Despite stringent intellectual property (IP) rules and continued lengthening market monopolies, there has been a striking lack of medical innovation. EU Member States have therefore rightly questioned whether excessive IP rights and additional market monopolies, which are now at the disposal of the pharmaceutical industry, function well as drivers for pharmaceutical innovation in their 2016 Council Conclusions.

The Dutch Health Minister leading these Conclusions has called for a new balance between IP protection and affordable and sustainable access to medicines, prioritizing the exploration of alternative research and development (R&D) models. Leading public health institutions, academics and the World Health Organization (WHO) have questioned the current monopoly-driven incentive model for biomedical innovation for more than a decade, while exploring alternatives that focus on sharing knowledge rather than granting market monopolies.

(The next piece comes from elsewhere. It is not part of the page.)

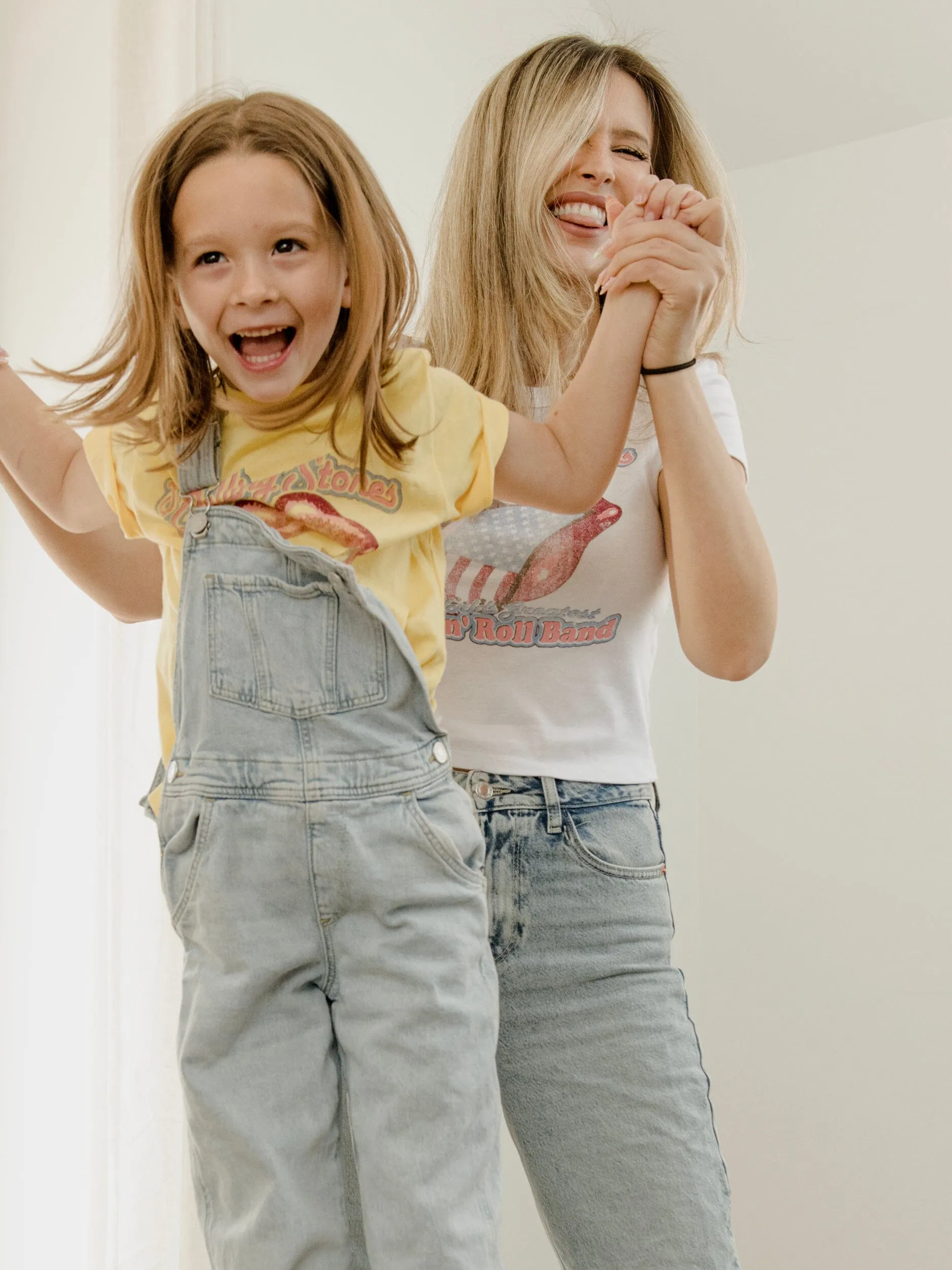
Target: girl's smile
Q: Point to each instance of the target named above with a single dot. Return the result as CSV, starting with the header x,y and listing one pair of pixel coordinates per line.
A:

Most recently, the UN High Level Panel on Access to Medicines has also called for investment in alternative models of innovation. At the same time, EU Member States are calling for more effective pricing and reimbursement strategies to counter pharmaceutical companies’ monopoly pricing strategies and ensure sustainable access to medicines. TTIP could impede change towards affordability, needs-driven innovation and alternative incentive structures.

TTIP may add to existing monopoly protections for medicines; reinforce the current trend of industry claiming trade secret protection to limit access to crucial information on medicines’ safety, efficacy and development; reign in the freedom of national governments to make decisions on pricing and reimbursement to ensure affordability; and establish global standards that are harmful for developing countries.

In this paper, we will first discuss how the argument for strong monopoly protections as a driver for pharmaceutical innovation is seriously flawed. Then, based on key EU, U.S. and pharma position and proposal documents on TTIP, we critically assess how:

• TTIP may lock in or even expand monopolistic intellectual property rules.

• TTIP runs the risk of limiting public access to information about the medicines we take.

• TTIP may constrain a government’s effective medicines pricing and reimbursement policies.

• TTIP could enable structural pharmaceutical industry mingling in domestic & EU medicines and IP policies.

• TTIP’s standards would harm access to medicines in developing countries.